Potential Passenger, if you agree with me that America and other nations need us—citizens of America and those from other nations who appreciate an incredibly blessed, rich, and spiritually founded, grounded, caring, and motivated nation—please set your priorities according to God’s guidance, take responsibility for personal, family, and national matters of conscience, and schedule times to cruise alone or with a group. As you join me on board and we sail, the Pilgrims’ seventeenth-century Plymouth covenant—as recorded in the Mayflower Compact and signed by forty-one male Passengers—will advance to the twenty-first-century Passenger dedications of our national, Judeo-Christian, and personal lives and liberty to God’s glory and honor. By embarking with that daily destination and motivation in mind, and with responsibilities undertaken, We the Passengers will help preserve, protect, and purify America’s civil and spiritual legacies—and at the same time, fulfill our duties to the world and to God. Yes, those goals can be accomplished just by reading a book, most notably and essentially if We the Passengers will use Scripture as the greatest wavebreaking pilgrimage, precedent, language, and challenging course ever charted for humankind.
This logbook was written and formatted and is now introduced as a spiritual cruise with you the twenty-first-century Passenger—the reader—in my mind, heart, and prayers. Because God answered those prayers, your importance is indicated by the capitalization of “Passenger” throughout the cruise.
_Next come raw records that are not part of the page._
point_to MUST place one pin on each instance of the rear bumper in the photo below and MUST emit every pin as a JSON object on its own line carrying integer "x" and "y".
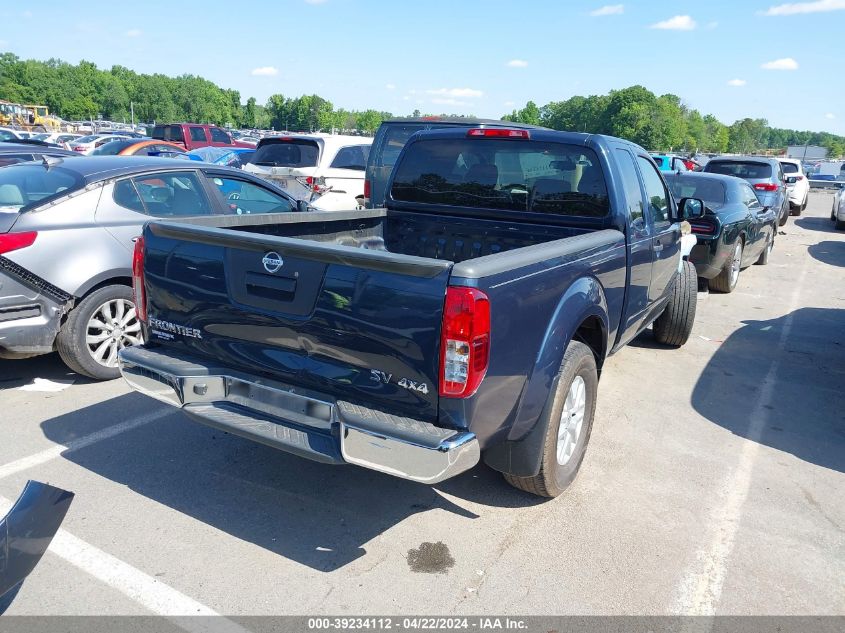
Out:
{"x": 300, "y": 422}
{"x": 29, "y": 319}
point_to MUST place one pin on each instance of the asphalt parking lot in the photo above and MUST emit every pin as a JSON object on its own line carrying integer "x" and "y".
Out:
{"x": 713, "y": 484}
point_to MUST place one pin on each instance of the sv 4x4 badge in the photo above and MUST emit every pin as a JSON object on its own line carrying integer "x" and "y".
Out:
{"x": 379, "y": 376}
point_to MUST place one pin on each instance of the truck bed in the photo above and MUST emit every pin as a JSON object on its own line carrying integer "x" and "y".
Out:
{"x": 432, "y": 236}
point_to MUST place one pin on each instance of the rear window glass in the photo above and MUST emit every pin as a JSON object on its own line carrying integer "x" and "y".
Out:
{"x": 25, "y": 186}
{"x": 707, "y": 189}
{"x": 295, "y": 153}
{"x": 535, "y": 177}
{"x": 740, "y": 169}
{"x": 112, "y": 148}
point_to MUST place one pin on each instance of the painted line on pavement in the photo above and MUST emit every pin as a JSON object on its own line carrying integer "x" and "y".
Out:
{"x": 701, "y": 587}
{"x": 25, "y": 463}
{"x": 149, "y": 592}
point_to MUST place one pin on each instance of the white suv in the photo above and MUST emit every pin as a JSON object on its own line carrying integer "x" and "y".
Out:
{"x": 797, "y": 185}
{"x": 325, "y": 171}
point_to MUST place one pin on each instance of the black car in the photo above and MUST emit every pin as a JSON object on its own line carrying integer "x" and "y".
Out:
{"x": 735, "y": 231}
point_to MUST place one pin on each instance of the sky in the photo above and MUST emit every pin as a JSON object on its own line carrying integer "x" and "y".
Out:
{"x": 731, "y": 58}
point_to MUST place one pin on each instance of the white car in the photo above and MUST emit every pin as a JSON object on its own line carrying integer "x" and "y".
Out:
{"x": 837, "y": 214}
{"x": 327, "y": 171}
{"x": 87, "y": 144}
{"x": 798, "y": 189}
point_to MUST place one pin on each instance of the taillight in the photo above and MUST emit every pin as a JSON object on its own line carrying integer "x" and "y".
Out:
{"x": 14, "y": 241}
{"x": 498, "y": 132}
{"x": 464, "y": 342}
{"x": 138, "y": 291}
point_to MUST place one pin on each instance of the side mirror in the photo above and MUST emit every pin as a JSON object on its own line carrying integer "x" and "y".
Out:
{"x": 690, "y": 208}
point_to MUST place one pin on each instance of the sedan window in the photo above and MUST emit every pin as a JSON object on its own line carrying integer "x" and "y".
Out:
{"x": 243, "y": 197}
{"x": 171, "y": 194}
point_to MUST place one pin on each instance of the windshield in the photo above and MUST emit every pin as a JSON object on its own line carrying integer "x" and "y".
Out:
{"x": 287, "y": 153}
{"x": 26, "y": 186}
{"x": 747, "y": 170}
{"x": 535, "y": 177}
{"x": 708, "y": 189}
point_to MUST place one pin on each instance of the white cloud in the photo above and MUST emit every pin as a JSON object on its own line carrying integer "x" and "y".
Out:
{"x": 677, "y": 23}
{"x": 265, "y": 71}
{"x": 610, "y": 9}
{"x": 449, "y": 102}
{"x": 793, "y": 8}
{"x": 455, "y": 92}
{"x": 787, "y": 63}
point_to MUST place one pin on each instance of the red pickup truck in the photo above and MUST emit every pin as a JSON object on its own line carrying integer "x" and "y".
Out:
{"x": 194, "y": 135}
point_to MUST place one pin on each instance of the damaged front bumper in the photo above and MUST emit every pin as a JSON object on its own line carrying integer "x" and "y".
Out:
{"x": 26, "y": 532}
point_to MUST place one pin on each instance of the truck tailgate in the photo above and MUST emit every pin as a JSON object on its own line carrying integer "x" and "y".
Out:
{"x": 357, "y": 325}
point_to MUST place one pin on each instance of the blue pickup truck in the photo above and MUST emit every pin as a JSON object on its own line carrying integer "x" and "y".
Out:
{"x": 470, "y": 317}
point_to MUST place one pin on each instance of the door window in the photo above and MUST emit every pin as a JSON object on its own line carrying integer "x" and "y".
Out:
{"x": 197, "y": 134}
{"x": 656, "y": 193}
{"x": 164, "y": 195}
{"x": 244, "y": 197}
{"x": 633, "y": 193}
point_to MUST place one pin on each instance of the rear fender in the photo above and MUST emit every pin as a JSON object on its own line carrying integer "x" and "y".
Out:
{"x": 520, "y": 453}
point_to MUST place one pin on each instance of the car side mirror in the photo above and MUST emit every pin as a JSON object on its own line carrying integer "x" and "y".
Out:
{"x": 690, "y": 208}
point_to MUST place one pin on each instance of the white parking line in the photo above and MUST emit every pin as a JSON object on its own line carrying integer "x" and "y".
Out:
{"x": 25, "y": 463}
{"x": 149, "y": 592}
{"x": 701, "y": 588}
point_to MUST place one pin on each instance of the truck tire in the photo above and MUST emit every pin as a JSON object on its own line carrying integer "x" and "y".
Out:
{"x": 102, "y": 322}
{"x": 568, "y": 420}
{"x": 674, "y": 326}
{"x": 726, "y": 280}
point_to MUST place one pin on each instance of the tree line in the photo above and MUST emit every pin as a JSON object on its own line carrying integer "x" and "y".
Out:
{"x": 82, "y": 91}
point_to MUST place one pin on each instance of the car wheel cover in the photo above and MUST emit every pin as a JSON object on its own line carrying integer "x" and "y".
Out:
{"x": 113, "y": 326}
{"x": 571, "y": 420}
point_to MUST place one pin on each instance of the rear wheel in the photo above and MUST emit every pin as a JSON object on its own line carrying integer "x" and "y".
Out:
{"x": 569, "y": 421}
{"x": 674, "y": 326}
{"x": 726, "y": 280}
{"x": 101, "y": 325}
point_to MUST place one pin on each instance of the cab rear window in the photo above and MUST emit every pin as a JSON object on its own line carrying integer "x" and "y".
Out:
{"x": 287, "y": 153}
{"x": 532, "y": 177}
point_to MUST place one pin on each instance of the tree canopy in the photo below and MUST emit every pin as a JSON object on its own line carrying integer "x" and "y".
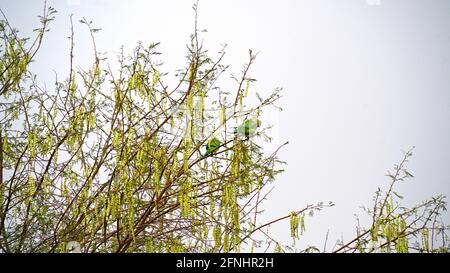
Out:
{"x": 124, "y": 161}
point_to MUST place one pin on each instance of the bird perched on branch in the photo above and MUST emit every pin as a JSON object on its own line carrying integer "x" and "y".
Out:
{"x": 212, "y": 146}
{"x": 247, "y": 128}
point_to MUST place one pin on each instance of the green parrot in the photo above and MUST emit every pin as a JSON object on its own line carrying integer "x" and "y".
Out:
{"x": 247, "y": 128}
{"x": 212, "y": 146}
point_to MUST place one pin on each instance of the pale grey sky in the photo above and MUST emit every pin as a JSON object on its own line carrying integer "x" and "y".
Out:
{"x": 362, "y": 79}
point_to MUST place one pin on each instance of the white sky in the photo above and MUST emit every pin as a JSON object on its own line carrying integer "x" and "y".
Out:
{"x": 362, "y": 81}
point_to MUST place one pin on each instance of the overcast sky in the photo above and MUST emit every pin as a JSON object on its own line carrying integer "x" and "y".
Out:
{"x": 363, "y": 80}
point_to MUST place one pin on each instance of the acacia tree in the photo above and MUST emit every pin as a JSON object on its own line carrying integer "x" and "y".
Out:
{"x": 122, "y": 161}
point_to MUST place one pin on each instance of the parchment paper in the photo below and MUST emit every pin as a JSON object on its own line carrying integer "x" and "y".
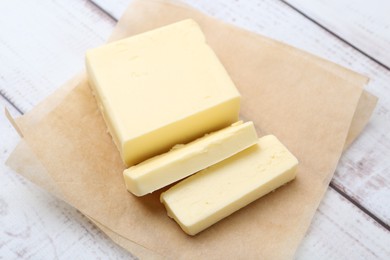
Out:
{"x": 308, "y": 103}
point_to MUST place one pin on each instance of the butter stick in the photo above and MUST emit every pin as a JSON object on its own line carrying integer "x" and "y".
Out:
{"x": 161, "y": 88}
{"x": 216, "y": 192}
{"x": 184, "y": 160}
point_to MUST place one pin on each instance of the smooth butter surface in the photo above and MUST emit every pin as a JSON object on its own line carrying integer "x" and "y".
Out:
{"x": 185, "y": 160}
{"x": 161, "y": 88}
{"x": 216, "y": 192}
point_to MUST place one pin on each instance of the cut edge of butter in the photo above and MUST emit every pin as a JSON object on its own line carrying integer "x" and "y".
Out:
{"x": 209, "y": 196}
{"x": 183, "y": 160}
{"x": 203, "y": 99}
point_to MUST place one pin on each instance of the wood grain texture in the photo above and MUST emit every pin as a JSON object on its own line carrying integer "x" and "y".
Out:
{"x": 36, "y": 225}
{"x": 33, "y": 224}
{"x": 340, "y": 231}
{"x": 42, "y": 44}
{"x": 363, "y": 170}
{"x": 363, "y": 24}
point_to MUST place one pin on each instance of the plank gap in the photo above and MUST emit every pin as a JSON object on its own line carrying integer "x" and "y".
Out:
{"x": 362, "y": 208}
{"x": 103, "y": 10}
{"x": 335, "y": 35}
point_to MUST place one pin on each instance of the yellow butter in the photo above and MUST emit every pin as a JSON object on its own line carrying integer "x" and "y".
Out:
{"x": 161, "y": 88}
{"x": 185, "y": 160}
{"x": 216, "y": 192}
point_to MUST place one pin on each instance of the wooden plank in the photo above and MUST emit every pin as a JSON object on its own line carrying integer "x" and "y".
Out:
{"x": 43, "y": 44}
{"x": 362, "y": 171}
{"x": 363, "y": 24}
{"x": 34, "y": 224}
{"x": 315, "y": 235}
{"x": 340, "y": 231}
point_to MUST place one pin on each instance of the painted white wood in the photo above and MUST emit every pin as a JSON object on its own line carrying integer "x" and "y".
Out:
{"x": 364, "y": 24}
{"x": 42, "y": 45}
{"x": 36, "y": 225}
{"x": 339, "y": 229}
{"x": 363, "y": 170}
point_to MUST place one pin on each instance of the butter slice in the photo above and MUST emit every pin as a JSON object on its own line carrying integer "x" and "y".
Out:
{"x": 216, "y": 192}
{"x": 184, "y": 160}
{"x": 161, "y": 88}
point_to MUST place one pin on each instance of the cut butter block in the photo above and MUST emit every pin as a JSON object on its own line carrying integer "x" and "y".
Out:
{"x": 161, "y": 88}
{"x": 216, "y": 192}
{"x": 184, "y": 160}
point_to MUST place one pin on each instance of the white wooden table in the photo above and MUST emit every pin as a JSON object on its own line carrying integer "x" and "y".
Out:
{"x": 42, "y": 44}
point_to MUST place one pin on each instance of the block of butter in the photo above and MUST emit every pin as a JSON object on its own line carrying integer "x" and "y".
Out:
{"x": 161, "y": 88}
{"x": 184, "y": 160}
{"x": 216, "y": 192}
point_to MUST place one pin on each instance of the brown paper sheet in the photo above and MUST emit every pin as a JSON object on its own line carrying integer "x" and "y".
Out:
{"x": 305, "y": 101}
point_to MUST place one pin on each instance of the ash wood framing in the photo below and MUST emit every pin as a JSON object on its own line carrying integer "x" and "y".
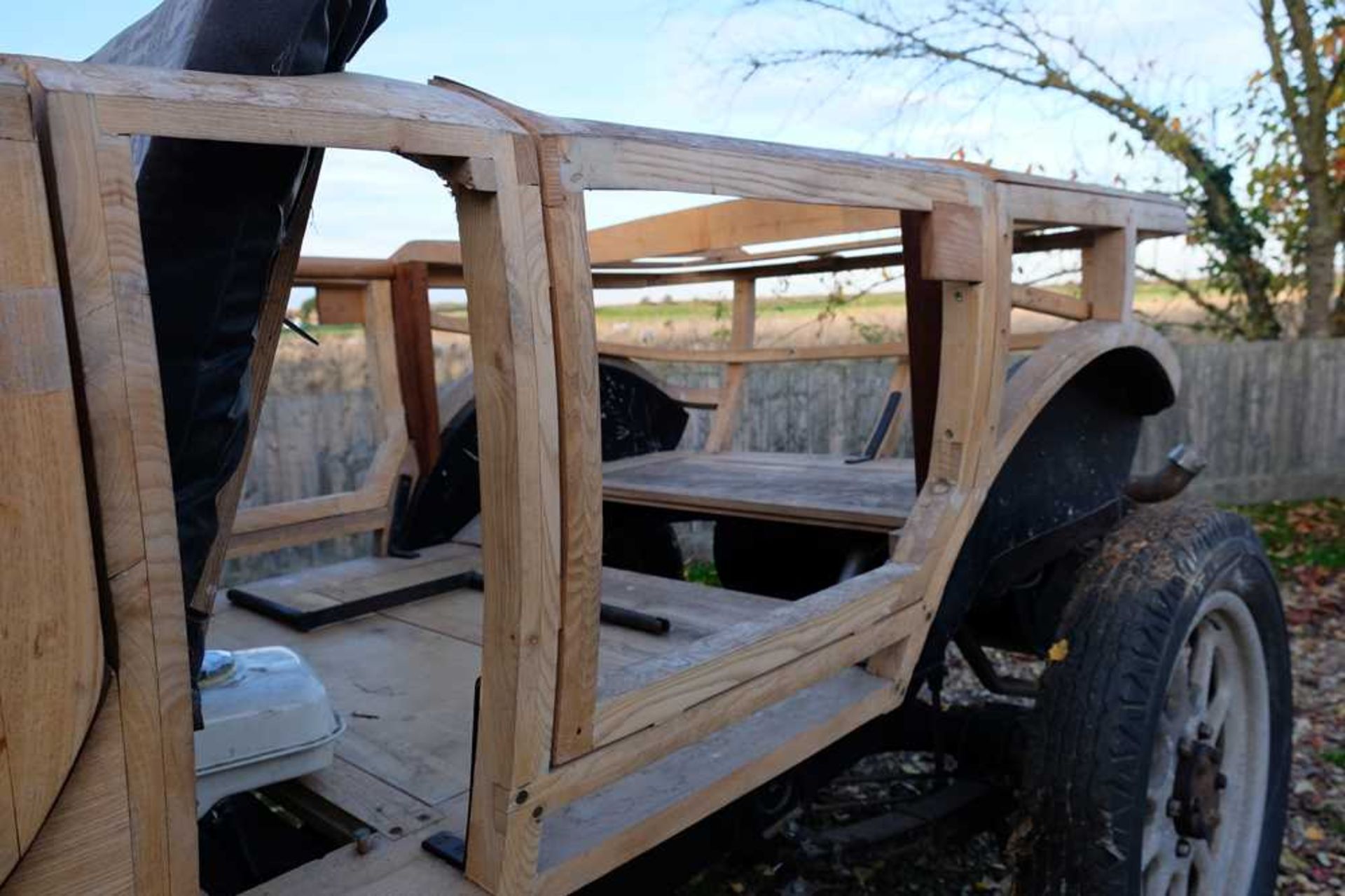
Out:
{"x": 90, "y": 113}
{"x": 368, "y": 507}
{"x": 690, "y": 696}
{"x": 552, "y": 732}
{"x": 51, "y": 646}
{"x": 113, "y": 331}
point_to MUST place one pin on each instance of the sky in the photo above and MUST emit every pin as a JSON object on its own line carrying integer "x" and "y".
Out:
{"x": 678, "y": 64}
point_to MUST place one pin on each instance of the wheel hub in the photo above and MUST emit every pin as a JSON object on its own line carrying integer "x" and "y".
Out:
{"x": 1197, "y": 789}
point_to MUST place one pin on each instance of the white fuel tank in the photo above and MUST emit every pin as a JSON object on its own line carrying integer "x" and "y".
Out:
{"x": 267, "y": 717}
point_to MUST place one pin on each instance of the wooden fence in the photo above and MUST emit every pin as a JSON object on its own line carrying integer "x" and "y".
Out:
{"x": 1270, "y": 418}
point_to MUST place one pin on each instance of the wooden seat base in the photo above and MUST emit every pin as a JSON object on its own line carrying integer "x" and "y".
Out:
{"x": 404, "y": 681}
{"x": 824, "y": 490}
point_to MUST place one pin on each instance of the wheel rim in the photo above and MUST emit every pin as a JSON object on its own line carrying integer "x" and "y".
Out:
{"x": 1210, "y": 766}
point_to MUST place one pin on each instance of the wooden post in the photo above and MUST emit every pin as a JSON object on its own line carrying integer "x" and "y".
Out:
{"x": 1109, "y": 273}
{"x": 269, "y": 326}
{"x": 581, "y": 466}
{"x": 925, "y": 339}
{"x": 416, "y": 359}
{"x": 735, "y": 375}
{"x": 113, "y": 330}
{"x": 514, "y": 368}
{"x": 51, "y": 649}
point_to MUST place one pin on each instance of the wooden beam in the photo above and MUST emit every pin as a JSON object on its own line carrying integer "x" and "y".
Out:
{"x": 925, "y": 336}
{"x": 950, "y": 244}
{"x": 1047, "y": 302}
{"x": 830, "y": 264}
{"x": 773, "y": 355}
{"x": 340, "y": 303}
{"x": 51, "y": 645}
{"x": 314, "y": 270}
{"x": 514, "y": 369}
{"x": 611, "y": 156}
{"x": 109, "y": 304}
{"x": 729, "y": 225}
{"x": 86, "y": 843}
{"x": 735, "y": 374}
{"x": 1109, "y": 275}
{"x": 349, "y": 111}
{"x": 581, "y": 462}
{"x": 269, "y": 326}
{"x": 658, "y": 689}
{"x": 416, "y": 359}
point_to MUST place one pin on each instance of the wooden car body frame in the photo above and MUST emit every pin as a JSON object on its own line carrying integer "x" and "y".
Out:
{"x": 546, "y": 735}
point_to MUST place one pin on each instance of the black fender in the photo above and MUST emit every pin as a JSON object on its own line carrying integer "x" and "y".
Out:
{"x": 1060, "y": 483}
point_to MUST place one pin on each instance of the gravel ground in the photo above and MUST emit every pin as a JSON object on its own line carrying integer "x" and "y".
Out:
{"x": 953, "y": 860}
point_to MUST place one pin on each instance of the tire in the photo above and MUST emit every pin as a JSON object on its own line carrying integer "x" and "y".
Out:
{"x": 1147, "y": 761}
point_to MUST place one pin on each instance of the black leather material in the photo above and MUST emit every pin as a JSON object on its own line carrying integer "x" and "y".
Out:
{"x": 213, "y": 217}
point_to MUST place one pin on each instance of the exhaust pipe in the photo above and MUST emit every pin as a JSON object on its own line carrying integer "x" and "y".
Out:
{"x": 1184, "y": 463}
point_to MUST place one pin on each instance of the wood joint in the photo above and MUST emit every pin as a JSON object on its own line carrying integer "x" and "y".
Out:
{"x": 951, "y": 242}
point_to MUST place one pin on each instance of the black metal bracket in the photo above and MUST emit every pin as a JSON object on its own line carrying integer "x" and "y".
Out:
{"x": 311, "y": 619}
{"x": 446, "y": 844}
{"x": 880, "y": 432}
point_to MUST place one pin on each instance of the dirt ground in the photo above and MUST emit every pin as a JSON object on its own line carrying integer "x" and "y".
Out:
{"x": 1306, "y": 542}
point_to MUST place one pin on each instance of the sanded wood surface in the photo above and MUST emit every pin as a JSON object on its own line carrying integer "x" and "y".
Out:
{"x": 113, "y": 329}
{"x": 825, "y": 490}
{"x": 85, "y": 845}
{"x": 596, "y": 833}
{"x": 51, "y": 650}
{"x": 404, "y": 678}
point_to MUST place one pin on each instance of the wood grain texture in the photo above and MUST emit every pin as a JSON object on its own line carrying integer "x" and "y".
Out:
{"x": 416, "y": 359}
{"x": 565, "y": 235}
{"x": 115, "y": 333}
{"x": 51, "y": 650}
{"x": 514, "y": 373}
{"x": 658, "y": 689}
{"x": 605, "y": 766}
{"x": 269, "y": 324}
{"x": 1047, "y": 302}
{"x": 15, "y": 120}
{"x": 821, "y": 490}
{"x": 1109, "y": 273}
{"x": 85, "y": 846}
{"x": 350, "y": 111}
{"x": 729, "y": 225}
{"x": 741, "y": 336}
{"x": 600, "y": 832}
{"x": 950, "y": 245}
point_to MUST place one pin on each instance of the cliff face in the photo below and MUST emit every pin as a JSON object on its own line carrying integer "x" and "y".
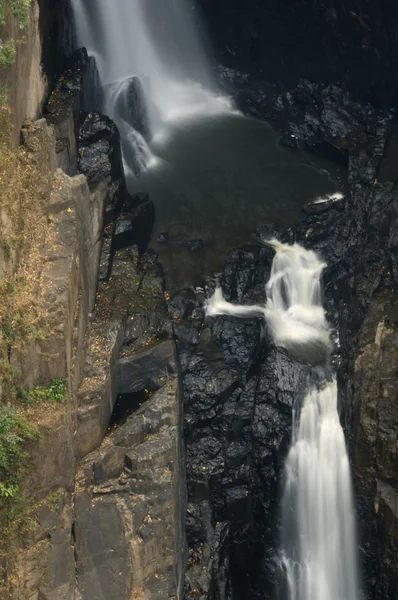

I needed to learn unfamiliar language for writing a spiritual cruise logbook. Speaking from experience, I guarantee that you will quickly become comfortable with the navigational terms and words—used allegorically and spiritually—such as “on board,” “charter,” “baggage,” “Passenger,” “Scripture Course,” “headings,” “embarkation,” “Daily Destination Dedications,” “coming about,”“tacking, trimming, setting, and filling sails,” and “disembarkation.”
With that,
I hope you are prepared to get underway.